Does this apply to you?
- You own a rental property and pay annual property taxes to a county or municipality
- You pay property taxes through a lender escrow account on a rental property
- You own a mixed-use property and allocate property taxes between personal and rental use
- You paid special assessments on a rental property for local improvements
Easy to overlook
Property taxes on rental property go on Schedule E, not Schedule A The $10,000 SALT deduction cap on Schedule A does not apply to rental property taxes. Property taxes on investment property are a business expense on Schedule E line 16 with no cap.
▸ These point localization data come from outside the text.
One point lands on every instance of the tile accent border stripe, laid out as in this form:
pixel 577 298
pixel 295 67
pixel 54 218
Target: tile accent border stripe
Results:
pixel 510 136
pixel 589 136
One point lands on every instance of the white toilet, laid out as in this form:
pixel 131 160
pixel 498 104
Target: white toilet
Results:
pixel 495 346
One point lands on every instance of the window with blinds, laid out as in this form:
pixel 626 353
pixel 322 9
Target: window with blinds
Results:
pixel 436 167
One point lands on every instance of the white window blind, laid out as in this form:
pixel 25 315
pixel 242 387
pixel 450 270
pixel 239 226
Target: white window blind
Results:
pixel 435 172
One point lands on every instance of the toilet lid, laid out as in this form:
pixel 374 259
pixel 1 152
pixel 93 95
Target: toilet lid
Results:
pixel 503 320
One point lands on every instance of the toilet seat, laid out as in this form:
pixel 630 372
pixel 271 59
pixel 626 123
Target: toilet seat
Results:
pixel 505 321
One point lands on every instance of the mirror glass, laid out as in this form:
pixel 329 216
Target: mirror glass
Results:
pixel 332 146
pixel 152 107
Landlords who also own a personal residence sometimes put all property taxes on Schedule A, hitting the $10,000 cap unnecessarily while losing the uncapped Schedule E deduction. 1 IRS Publication 527 — Residential Rental Property
Escrow payments are not the same as taxes paid Your monthly mortgage escrow payment includes property tax reserves, but the deductible amount is the tax actually paid to the county — shown on your year-end property tax bill or your lender’s annual escrow statement. Escrow payments and actual tax disbursements often differ, especially in the first and last years of a mortgage. Use the amount actually disbursed to the taxing authority. 2 General filing pattern — double-deduction of property taxes on Schedule A and Schedule E
Watch out for this
Deducting the same property taxes on both Schedule A and Schedule E. If a rental property’s taxes are deducted on Schedule E line 16, they cannot also appear on Schedule A. This is the most common double-deduction error for landlords who itemize. Tax software sometimes auto-imports property tax data to Schedule A from a 1098, requiring manual correction to move it to Schedule E.